これに加えて、ロア側に位置する前記二箇所の前記連結点を車両前後方向にオフセットさせて位置させて、この車両前後方向のオフセット量を調節することで、前記単位ストロークあたりのホイール中心位置キングピンオフセット変化率を調節することも可能である。特には、車両前後方向の前側の前記連結点を、後側の前記連結点に対して前側に離隔する方向に位置させることで、前記単位ストロークあたりのホイール中心位置キングピンオフセット変化率を大きく設定することができ、前記前側の前記連結点を逆に後側の前記連結点に対して接近する方向に位置させることで、前記単位ストロークあたりのホイール中心位置キングピンオフセット変化率を小さく設定することができる。
ただし、前記二箇所の前記連結点における車両前後方向のオフセット量を調節することにより、前記単位ストロークあたりのホイール中心位置キングピンオフセット変化率を調節するにあたっては、前記前側の前記連結点を後側の前記連結点に対して離隔する方向に位置させることを、ロア側の二箇所の連結点について行うと、キャスタトレールが大きくなり、アッパ側の二箇所の連結点について行うと、キャスタトレールが小さくなることから、キャスタトレールの適切な範囲を考慮して、前記車両前後方向のオフセット量を調節することが必要となる。

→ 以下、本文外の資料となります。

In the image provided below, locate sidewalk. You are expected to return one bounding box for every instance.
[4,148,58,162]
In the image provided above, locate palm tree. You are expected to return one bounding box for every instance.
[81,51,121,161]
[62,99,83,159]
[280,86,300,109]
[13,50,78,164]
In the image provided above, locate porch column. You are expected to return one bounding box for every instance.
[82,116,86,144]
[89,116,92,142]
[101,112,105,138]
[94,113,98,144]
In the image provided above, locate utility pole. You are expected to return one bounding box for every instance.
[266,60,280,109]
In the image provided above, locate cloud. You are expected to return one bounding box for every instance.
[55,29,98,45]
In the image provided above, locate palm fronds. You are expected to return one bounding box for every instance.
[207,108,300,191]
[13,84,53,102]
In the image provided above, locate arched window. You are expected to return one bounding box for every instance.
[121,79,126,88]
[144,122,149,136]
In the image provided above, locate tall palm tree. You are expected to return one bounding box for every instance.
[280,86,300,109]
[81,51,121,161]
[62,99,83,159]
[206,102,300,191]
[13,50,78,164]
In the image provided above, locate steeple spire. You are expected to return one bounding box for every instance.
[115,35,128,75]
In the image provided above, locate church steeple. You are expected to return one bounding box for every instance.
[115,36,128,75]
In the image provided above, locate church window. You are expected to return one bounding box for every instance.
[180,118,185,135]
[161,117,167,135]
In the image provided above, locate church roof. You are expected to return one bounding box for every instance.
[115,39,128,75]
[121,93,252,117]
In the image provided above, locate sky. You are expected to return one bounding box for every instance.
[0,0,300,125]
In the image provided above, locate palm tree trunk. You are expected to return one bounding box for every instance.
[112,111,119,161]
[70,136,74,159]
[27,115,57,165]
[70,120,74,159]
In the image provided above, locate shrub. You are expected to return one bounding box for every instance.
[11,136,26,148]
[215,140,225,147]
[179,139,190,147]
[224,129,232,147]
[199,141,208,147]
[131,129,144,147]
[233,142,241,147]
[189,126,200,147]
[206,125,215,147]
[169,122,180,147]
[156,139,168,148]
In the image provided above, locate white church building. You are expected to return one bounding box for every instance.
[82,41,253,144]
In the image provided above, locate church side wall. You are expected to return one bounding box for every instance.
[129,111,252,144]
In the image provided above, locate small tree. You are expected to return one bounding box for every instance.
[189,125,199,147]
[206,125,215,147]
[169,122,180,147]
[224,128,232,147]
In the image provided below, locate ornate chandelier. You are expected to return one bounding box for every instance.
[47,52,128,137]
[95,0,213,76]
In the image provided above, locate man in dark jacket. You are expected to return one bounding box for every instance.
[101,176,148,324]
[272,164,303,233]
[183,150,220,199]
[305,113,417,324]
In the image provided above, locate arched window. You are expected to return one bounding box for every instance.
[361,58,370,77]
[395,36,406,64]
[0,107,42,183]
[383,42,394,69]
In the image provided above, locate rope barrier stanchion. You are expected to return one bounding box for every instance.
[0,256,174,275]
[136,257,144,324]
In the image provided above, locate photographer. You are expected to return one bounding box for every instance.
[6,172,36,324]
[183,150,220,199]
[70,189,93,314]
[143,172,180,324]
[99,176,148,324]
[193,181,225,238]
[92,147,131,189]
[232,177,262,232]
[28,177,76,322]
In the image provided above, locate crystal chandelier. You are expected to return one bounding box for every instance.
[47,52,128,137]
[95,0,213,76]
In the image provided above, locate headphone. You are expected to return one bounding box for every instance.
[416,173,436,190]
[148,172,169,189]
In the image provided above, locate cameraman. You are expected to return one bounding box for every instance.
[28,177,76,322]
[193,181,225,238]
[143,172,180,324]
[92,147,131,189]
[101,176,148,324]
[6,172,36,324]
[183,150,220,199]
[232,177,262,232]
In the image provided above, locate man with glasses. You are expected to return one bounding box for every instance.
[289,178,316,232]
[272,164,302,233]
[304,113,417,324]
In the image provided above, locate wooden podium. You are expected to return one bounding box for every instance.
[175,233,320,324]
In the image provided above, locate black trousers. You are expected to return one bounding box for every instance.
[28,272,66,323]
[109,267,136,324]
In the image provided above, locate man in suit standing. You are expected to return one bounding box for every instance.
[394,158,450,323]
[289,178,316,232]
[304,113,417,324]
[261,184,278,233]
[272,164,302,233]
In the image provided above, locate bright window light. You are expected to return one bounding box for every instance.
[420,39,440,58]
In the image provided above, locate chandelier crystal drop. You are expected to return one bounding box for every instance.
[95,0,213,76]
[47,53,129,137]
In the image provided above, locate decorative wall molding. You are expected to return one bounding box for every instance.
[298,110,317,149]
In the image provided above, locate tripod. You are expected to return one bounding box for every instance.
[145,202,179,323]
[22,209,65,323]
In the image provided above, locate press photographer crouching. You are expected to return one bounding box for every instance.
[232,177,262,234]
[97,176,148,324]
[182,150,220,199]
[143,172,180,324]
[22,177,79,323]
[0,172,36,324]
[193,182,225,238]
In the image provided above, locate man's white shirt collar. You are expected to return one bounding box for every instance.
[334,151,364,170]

なおキャスタトレールとは、前記キングピン軸を車両の車幅方向又は左右方向から見た場合に、前記キングピン軸の延長線と路面との交点と、前記ホイール中心を通って上下方向に延びる線の路面との交点の離隔距離を示す。
なお、単位ストロークあたりのホイール中心位置キングピンオフセット変化率がトータルキングピンモーメントをゼロとする所定式を満たすことを判定するにあたって使用する、前記所定式とは、前記キングピン軸周りの、車両の駆動力左右差(ドライブシャフト剛性左右差、デファレンシャルによる駆動力分配左右差)、重量左右差、ドライブシャフト傾角左右差、タイヤ発生横力左右差のそれぞれに起因するモーメントを合計したトータルキングピンモーメントをゼロとする式を指す。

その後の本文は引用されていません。